Articolo di Ben Petrisor, Dan Dillon e Jeremy Crawford, con F. Wesley Schneider - 17 Ottobre 2019
Nota del Traduttore: le traduzioni italiane dei nomi delle Sottoclassi presentate in questo articolo non sono ufficiali.
 
Questa settimana tre Classi ricevono una nuova opzione da playtestare. Il Guerriero riceve un nuovo Archetipo Marziale: il Cavaliere delle Rune (Rune Knight). Il Ranger ottiene un nuovo Archetipo Ranger: il Custode degli Sciami (Swarmkeeper). E il Ladro ottiene un nuovo Archetipo Ladresco: il Rianimato (Revived). Vi invitiamo a dare una lettura a queste Sottoclassi, a provarle in gioco e a farci sapere cosa ne pensate nel Sondaggio prossimamente in arrivo sul sito ufficiale di D&D.
Il Sondaggio
E' ora anche disponibile un Sondaggio riguardante il precedente Arcani Rivelati, che presentava il Dominio del Crepuscolo (Twilight Domain) per il Chierico, il Circolo dell'Incendio (Circle of Wildfire) per il Druido e l'Onomanzia (Onomancy) per il Mago. Per favore, seguite il link del Sondaggio per farci sapere cosa ne pensate.

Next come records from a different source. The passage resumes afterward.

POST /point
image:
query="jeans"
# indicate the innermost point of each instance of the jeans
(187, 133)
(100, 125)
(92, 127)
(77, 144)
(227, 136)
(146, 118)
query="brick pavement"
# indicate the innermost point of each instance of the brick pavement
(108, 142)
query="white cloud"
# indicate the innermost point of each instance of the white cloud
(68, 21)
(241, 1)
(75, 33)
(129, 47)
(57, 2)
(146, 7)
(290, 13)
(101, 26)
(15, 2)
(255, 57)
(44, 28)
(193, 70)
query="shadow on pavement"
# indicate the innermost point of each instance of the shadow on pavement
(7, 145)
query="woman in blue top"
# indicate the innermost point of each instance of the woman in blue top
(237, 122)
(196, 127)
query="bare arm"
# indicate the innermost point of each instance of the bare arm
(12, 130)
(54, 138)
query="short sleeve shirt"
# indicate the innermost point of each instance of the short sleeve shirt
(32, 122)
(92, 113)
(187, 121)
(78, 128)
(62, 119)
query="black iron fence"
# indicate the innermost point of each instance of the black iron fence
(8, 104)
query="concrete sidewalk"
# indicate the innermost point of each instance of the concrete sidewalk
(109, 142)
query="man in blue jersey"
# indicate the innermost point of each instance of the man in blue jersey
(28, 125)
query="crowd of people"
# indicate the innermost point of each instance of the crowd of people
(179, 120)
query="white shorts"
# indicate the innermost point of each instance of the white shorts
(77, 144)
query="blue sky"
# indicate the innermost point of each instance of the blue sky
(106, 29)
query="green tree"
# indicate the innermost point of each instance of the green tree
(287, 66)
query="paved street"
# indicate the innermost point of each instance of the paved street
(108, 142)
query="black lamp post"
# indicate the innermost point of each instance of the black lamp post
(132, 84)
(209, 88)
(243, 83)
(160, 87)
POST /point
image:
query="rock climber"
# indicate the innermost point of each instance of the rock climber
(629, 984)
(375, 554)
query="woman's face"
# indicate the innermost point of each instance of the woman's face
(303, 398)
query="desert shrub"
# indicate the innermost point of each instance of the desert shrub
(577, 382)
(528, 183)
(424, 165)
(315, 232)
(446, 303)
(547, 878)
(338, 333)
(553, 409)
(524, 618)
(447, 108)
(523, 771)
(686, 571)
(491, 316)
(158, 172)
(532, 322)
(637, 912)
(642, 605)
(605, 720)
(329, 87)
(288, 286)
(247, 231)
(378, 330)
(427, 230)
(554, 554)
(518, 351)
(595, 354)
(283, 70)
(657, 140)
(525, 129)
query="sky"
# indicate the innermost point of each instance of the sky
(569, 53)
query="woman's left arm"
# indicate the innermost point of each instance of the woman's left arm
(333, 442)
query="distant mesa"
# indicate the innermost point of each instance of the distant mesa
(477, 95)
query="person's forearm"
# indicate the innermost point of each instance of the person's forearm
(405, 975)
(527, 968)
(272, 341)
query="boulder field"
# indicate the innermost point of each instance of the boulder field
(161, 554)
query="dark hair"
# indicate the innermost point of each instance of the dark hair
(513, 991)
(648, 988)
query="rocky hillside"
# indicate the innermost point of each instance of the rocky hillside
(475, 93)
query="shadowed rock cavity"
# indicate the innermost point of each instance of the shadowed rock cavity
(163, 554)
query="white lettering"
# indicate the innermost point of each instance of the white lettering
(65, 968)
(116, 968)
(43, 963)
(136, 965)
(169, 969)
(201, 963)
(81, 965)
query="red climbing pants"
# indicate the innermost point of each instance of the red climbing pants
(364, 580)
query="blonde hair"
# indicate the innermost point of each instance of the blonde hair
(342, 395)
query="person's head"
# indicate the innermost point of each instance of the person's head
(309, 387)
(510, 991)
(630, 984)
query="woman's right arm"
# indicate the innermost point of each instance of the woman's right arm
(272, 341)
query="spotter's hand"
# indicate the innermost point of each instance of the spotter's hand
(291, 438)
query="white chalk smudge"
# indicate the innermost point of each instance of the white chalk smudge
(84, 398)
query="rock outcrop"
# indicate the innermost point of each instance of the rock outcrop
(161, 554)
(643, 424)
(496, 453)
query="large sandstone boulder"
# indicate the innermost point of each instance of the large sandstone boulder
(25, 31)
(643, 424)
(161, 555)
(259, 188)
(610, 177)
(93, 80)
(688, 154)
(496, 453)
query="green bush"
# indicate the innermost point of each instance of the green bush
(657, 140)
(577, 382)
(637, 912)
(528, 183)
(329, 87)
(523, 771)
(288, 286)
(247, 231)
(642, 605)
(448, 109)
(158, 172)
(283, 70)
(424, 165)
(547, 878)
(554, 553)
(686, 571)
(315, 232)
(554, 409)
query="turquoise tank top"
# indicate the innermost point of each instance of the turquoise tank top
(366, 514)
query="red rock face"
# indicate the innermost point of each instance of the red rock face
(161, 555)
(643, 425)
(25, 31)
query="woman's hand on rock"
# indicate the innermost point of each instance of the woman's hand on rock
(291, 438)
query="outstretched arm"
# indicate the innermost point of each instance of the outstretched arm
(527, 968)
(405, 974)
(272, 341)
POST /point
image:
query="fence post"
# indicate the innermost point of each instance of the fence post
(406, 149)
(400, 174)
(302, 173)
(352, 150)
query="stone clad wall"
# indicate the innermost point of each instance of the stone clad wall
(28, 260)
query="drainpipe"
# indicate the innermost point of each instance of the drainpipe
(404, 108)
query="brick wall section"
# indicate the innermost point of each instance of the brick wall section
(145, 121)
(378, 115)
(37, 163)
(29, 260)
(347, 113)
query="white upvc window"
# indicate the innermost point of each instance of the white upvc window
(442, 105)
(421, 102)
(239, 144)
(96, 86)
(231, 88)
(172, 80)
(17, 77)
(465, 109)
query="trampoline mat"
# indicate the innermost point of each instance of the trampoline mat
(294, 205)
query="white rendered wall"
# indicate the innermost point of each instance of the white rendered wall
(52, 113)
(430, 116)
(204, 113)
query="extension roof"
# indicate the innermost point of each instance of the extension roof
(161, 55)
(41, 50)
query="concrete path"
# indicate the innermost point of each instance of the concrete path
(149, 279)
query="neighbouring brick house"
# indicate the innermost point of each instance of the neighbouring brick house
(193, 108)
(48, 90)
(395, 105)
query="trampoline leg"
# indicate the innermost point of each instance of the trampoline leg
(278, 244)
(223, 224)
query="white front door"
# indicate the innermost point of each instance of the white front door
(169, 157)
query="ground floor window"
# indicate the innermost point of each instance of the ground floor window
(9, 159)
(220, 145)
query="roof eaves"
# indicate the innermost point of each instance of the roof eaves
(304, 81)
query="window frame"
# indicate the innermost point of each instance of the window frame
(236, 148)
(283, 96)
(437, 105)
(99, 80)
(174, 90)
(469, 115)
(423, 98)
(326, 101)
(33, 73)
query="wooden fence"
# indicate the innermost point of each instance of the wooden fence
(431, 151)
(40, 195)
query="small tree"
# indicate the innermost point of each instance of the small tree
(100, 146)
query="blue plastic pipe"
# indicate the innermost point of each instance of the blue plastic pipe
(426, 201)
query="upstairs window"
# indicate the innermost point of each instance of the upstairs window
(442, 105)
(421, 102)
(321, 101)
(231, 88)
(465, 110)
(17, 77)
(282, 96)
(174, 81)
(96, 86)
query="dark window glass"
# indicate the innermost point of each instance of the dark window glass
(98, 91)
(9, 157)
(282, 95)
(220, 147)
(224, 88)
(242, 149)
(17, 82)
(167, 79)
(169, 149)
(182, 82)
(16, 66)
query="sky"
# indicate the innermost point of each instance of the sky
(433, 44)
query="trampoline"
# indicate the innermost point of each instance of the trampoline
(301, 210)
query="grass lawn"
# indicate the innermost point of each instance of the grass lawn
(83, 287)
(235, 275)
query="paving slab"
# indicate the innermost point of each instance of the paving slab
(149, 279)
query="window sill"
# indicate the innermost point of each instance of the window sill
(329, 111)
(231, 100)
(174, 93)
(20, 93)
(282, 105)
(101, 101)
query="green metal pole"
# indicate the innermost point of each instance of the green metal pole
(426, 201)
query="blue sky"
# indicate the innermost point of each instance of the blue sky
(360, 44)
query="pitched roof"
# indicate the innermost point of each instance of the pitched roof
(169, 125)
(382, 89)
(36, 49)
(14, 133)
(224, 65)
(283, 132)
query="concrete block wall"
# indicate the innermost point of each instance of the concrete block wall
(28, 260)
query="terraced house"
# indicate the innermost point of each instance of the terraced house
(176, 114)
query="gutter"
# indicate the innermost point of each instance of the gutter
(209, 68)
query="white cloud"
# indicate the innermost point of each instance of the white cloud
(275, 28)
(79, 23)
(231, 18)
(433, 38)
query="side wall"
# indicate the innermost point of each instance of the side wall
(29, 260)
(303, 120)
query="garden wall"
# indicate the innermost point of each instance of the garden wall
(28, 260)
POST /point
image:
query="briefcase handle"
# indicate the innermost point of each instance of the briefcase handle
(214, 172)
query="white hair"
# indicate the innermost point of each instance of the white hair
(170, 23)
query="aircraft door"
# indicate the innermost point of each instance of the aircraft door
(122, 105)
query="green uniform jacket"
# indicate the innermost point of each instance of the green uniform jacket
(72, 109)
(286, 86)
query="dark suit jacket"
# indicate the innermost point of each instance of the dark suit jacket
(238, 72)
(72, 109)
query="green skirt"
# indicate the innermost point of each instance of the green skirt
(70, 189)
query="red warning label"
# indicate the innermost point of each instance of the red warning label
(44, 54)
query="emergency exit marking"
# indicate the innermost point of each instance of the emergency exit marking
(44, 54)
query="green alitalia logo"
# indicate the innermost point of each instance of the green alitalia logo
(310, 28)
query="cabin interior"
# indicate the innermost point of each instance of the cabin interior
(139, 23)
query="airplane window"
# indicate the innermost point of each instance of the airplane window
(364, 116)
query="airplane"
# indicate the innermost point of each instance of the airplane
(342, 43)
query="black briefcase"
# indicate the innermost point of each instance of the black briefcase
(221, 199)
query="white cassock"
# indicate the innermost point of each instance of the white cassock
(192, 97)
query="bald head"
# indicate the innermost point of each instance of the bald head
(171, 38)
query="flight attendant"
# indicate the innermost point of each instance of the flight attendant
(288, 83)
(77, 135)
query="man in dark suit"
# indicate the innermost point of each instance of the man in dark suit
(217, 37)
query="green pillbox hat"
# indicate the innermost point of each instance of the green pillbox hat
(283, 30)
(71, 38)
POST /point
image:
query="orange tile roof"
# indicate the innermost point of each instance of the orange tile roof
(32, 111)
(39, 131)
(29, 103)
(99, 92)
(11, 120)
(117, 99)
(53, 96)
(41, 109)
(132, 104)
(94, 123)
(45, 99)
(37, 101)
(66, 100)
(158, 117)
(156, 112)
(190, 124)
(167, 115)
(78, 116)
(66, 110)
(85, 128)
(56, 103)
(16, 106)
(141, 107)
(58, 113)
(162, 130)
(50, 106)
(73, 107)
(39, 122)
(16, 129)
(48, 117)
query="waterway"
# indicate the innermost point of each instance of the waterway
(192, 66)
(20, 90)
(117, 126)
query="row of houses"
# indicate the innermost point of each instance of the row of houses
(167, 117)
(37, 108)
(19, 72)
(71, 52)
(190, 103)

Questo è Materiale da Playtest
Il materiale degli Arcani Rivelati è presentato allo scopo di effettuarne il playtesting e di stimolare la vostra immaginazione. Queste meccaniche di gioco sono ancora delle bozze, usabili nelle vostre campagne ma non ancora forgiate tramite playtest e iterazioni ripetute. Non sono ufficialmente parte del gioco. Per queste ragioni, il materiale presentato in questa rubrica non è legale per gli eventi del D&D Adventurers League.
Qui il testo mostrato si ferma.